Recently, a friend in the industry asked me to describe the goings on of 2020 and predict some outcomes for 2021. Rather than a longwinded answer about the fundamentals of the oil industry, I decided to summarise it in an analogy about waves in the ocean.

A wave set is a group of three to 10 large waves that seemingly appear out of nowhere and disappear just as quickly.

What can sometimes happen, is a process of constructive interference, where the crests and troughs of these waves coincide, making new bigger crests or deeper troughs. This was the first half of 2020.

The initial outbreaks of COVID-19 from January 2020 coincided across the globe. With economies around the world closing simultaneously.

The initial trough was deep.

International oil prices fell to the deepest point when WTI was selling at -$USD 37.63 per barrel. In essence, some traders were paying others to take contracts off their hands. Australian price followed suit, with declines of more than 40 per cent in TGP’s between January and April.

Volumes were also affected by travel bans and lockdown orders. April opened with volumes in Australia down 33.16 per cent on pre-COVID-19. This decline was to peak at 79.19 per cent during Eas­ter, when governments of all persuasions pleaded for residents to stay at home.

However, in the back end of 2020, we had a wave phenomenon called destructive interference. Where the crests and troughs of the two waves overlap and the whole thing gets cancelled out due to subtraction. The result is a flat spot in the wave.

With COVID-19 still dominating proceedings, we had a overlap of outbreaks and policy.

In Australia, this was best highlighted by the prolonged lockdowns in Victoria against the relative free living in places like Perth.

Victoria, with its stage four restrictions and hard border closures was the worst hit. Fuel sales were down close to 45 per cent by August, halfway through what would become three months of restrictions.

Sydney and Brisbane plateaued in their fuel volume recovery at levels 10 per cent to 12 per cent below Q3 2019. Adelaide and Perth, relatively free in their movement of citizen’s, were the only cities to just recover to volumes equal to 2019.

So, what of 2021?

Being the eternal optimist, I will hang out well offshore of where the waves are breaking, gazing at the horizon.

There is sufficient evidence and plenty of factors that should point markets higher in 2021.

While demand is a concern in the near term, producers are pumping out vaccines with researchers noting that output could reach 900 million doses per month. That should help demand recover, and by the fourth quarter oil demand is forecast at around 99-million-b/d, about a 4-million-b/d increase from the fourth quarter of 2020.

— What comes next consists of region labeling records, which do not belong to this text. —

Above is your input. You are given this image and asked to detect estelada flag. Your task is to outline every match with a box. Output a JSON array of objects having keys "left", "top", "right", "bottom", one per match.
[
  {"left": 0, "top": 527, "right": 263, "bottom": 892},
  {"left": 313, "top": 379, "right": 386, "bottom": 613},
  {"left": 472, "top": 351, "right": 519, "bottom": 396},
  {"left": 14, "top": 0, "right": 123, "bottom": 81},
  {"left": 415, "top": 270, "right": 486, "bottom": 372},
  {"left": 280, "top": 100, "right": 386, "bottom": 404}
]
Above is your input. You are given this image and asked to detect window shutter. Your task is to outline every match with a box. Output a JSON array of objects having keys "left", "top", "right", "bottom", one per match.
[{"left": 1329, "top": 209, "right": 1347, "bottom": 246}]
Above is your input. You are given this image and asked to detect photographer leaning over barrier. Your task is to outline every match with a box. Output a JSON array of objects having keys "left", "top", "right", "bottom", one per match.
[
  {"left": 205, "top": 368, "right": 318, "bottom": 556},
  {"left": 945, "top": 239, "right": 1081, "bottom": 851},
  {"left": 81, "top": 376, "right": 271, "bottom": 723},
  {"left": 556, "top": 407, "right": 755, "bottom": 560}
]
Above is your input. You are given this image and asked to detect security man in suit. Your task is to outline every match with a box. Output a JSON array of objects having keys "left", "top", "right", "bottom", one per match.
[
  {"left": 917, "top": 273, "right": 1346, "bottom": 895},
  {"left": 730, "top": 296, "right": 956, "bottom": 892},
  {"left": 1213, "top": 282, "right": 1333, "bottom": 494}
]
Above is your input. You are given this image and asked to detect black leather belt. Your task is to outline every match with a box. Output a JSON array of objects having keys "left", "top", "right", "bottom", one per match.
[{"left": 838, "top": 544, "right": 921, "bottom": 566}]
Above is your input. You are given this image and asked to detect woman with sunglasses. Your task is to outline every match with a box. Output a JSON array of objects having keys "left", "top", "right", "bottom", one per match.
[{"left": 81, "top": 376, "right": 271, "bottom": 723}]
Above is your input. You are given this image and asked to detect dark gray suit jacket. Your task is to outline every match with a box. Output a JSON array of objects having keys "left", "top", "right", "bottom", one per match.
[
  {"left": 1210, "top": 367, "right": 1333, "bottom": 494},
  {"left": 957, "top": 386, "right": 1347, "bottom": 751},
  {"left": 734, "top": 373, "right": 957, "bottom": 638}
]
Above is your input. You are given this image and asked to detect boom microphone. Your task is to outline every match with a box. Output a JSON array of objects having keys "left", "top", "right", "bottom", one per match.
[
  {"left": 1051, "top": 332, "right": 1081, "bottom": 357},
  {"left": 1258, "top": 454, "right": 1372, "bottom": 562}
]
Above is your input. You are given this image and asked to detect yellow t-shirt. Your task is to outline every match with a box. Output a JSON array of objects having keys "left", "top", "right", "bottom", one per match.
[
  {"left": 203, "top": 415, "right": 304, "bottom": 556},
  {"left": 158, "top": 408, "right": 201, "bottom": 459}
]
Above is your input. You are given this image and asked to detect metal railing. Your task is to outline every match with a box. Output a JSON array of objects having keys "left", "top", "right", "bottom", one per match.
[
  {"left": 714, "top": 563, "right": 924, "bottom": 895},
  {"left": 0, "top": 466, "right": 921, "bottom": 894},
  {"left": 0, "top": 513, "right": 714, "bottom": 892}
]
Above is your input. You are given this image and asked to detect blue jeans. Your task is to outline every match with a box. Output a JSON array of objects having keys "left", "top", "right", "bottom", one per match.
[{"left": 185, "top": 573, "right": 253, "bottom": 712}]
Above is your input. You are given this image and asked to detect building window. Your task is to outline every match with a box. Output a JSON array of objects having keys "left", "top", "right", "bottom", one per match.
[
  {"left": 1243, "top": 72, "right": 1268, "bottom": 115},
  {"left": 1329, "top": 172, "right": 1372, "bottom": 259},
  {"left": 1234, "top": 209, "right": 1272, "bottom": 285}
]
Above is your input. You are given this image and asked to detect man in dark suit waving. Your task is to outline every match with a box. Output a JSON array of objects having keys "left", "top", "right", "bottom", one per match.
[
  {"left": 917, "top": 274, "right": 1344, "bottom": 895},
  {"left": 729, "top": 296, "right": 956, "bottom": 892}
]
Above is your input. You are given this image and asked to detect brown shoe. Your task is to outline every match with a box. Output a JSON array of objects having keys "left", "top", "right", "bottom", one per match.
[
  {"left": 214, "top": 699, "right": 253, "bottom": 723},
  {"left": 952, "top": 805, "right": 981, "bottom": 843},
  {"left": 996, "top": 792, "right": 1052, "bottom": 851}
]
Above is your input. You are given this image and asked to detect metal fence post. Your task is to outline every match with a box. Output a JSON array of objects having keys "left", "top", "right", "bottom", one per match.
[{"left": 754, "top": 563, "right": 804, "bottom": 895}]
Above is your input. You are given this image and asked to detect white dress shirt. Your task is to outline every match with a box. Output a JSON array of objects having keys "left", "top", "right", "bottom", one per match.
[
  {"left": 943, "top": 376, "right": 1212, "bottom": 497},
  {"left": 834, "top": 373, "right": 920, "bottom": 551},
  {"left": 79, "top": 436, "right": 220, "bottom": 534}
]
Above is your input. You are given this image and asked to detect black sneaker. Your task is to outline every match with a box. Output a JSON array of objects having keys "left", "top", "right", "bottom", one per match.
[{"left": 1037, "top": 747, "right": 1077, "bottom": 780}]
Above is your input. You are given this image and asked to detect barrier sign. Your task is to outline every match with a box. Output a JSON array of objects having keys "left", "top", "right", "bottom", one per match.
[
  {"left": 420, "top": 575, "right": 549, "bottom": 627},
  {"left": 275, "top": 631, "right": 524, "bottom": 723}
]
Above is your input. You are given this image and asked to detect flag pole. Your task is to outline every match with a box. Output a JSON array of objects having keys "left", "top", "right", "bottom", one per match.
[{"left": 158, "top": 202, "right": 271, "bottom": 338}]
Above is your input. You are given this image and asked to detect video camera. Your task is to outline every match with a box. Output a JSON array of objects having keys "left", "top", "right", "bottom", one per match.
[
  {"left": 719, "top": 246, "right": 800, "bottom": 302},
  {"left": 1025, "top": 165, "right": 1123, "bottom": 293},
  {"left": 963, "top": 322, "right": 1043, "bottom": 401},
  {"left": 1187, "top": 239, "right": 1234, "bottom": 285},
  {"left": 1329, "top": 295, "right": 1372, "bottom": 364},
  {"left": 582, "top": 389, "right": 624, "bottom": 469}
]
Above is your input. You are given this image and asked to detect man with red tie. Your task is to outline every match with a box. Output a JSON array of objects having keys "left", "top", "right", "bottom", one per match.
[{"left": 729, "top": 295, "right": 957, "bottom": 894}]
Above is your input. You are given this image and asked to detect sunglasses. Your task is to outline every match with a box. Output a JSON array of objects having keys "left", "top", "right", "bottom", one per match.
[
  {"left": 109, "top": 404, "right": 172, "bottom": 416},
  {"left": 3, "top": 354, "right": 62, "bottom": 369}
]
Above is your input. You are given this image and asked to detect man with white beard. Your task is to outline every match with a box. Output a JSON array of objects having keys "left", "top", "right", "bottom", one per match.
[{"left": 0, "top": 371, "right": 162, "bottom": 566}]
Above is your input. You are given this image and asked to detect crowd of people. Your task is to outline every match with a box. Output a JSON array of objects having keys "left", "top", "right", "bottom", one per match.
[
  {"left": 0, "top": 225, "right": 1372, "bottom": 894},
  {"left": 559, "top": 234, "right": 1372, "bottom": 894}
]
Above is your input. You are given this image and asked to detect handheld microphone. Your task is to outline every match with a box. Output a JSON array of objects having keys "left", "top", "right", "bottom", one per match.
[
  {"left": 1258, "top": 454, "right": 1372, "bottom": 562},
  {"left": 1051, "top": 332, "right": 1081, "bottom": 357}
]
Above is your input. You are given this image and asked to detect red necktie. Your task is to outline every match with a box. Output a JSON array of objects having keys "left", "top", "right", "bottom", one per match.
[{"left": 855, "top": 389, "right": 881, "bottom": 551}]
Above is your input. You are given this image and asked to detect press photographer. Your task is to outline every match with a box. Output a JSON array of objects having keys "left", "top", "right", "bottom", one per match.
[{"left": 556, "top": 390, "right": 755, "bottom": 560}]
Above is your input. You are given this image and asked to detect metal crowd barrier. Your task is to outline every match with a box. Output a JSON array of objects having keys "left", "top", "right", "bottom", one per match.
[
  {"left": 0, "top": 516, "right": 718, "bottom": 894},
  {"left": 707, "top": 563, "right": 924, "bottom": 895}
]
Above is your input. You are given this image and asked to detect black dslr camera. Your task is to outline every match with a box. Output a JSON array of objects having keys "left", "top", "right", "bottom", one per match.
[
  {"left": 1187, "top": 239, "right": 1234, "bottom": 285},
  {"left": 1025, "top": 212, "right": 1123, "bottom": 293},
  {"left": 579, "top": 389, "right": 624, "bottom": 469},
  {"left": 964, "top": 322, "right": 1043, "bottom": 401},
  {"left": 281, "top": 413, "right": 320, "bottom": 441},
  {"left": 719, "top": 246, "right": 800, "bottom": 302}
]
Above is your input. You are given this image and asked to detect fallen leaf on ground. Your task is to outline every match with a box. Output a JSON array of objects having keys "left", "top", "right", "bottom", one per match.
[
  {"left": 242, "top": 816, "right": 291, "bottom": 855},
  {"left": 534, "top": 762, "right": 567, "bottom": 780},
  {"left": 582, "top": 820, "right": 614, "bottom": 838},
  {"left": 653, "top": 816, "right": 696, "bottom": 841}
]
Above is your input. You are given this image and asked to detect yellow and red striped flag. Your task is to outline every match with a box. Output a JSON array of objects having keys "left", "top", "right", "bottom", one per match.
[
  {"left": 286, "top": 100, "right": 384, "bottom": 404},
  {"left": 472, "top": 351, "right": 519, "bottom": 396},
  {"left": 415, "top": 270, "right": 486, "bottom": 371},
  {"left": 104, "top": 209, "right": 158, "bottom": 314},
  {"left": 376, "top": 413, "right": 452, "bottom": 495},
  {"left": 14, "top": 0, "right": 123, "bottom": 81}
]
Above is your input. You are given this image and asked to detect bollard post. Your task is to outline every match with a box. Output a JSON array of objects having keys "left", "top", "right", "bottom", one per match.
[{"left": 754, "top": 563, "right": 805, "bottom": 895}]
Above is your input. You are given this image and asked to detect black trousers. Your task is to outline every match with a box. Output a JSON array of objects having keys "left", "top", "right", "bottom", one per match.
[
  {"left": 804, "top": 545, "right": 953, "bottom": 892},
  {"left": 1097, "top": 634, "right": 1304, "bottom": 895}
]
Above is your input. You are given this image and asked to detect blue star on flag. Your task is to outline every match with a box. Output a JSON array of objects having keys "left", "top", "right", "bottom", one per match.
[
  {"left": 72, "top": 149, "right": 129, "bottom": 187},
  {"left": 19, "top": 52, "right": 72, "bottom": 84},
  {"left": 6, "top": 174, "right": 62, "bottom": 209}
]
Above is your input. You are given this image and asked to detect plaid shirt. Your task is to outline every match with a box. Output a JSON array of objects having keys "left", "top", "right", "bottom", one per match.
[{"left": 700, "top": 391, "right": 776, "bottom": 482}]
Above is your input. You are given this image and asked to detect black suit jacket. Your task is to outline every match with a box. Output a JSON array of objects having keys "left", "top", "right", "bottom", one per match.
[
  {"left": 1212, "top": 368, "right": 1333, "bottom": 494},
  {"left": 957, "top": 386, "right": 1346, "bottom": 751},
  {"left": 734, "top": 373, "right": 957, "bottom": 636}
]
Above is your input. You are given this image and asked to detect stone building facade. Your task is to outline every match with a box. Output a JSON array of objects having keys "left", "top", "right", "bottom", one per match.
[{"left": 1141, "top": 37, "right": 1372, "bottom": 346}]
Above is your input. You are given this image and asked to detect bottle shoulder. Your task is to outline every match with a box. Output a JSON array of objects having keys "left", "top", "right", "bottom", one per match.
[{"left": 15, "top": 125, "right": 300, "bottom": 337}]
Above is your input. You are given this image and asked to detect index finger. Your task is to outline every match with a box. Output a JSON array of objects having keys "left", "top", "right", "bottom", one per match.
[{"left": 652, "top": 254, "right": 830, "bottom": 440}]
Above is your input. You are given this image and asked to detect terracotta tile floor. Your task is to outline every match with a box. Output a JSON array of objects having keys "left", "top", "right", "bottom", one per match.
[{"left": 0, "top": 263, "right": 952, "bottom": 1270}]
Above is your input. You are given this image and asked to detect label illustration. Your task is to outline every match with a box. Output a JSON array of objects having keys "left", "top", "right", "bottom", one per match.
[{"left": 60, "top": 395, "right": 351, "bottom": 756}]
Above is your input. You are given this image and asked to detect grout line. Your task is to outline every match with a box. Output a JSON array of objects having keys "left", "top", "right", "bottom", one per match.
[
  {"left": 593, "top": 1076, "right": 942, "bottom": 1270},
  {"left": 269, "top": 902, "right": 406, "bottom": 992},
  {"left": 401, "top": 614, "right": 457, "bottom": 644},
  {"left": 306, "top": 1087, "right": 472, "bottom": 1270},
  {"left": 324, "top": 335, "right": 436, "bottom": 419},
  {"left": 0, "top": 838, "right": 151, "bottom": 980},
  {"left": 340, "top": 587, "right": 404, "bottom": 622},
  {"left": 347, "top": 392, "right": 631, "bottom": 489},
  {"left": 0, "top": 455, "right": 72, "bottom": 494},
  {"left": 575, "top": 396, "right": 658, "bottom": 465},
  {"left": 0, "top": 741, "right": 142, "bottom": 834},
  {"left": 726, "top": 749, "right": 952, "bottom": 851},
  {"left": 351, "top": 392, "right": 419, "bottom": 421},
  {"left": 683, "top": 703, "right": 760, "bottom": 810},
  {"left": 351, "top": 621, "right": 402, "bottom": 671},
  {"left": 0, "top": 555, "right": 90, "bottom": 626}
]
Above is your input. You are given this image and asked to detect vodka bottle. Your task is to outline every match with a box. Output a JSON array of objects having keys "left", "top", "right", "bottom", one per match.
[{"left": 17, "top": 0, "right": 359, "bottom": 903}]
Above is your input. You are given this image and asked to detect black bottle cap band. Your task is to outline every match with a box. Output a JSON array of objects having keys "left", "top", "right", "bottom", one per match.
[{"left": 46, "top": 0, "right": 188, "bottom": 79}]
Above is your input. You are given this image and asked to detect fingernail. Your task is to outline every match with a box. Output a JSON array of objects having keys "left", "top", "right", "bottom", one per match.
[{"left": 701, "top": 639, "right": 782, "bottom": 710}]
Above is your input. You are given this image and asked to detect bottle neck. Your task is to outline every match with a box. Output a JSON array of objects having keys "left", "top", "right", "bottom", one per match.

In Australia, refiners will still struggle with margin. Over the past 10 years, Morgan Stanley research shows an average of the September gasoil crack between $10-19/bbl. Currently, the crack is below $8/bbl. Although refining margins are improving, it is probably too little too late for our local refiners.

With oil prices recovering. Both Morgan Stanley and Goldman see prices at between USD$60 – $65/bbl. Australian retailers will see their underlining TGP’s increase.

The question for retailers, as they post board prices, will be the balance between demand growth and margin. Volumes won’t be as they remember them. Work from home is now firmly part of the employment mix. I also believe, work from anywhere will become a thing. This should promote demand in regional areas as workers, not just retirees, look for tree and sea change.

There is also what looks to be a continued pipeline of service stations being built. Site numbers from OPIS indicate that there are now more than 7000 sites in Australia. This being close to a 10 per cent increase on the three-year average.

Having described all that. What I am waiting for is the next set and the wave of the day. It’s definitely going to be worth it.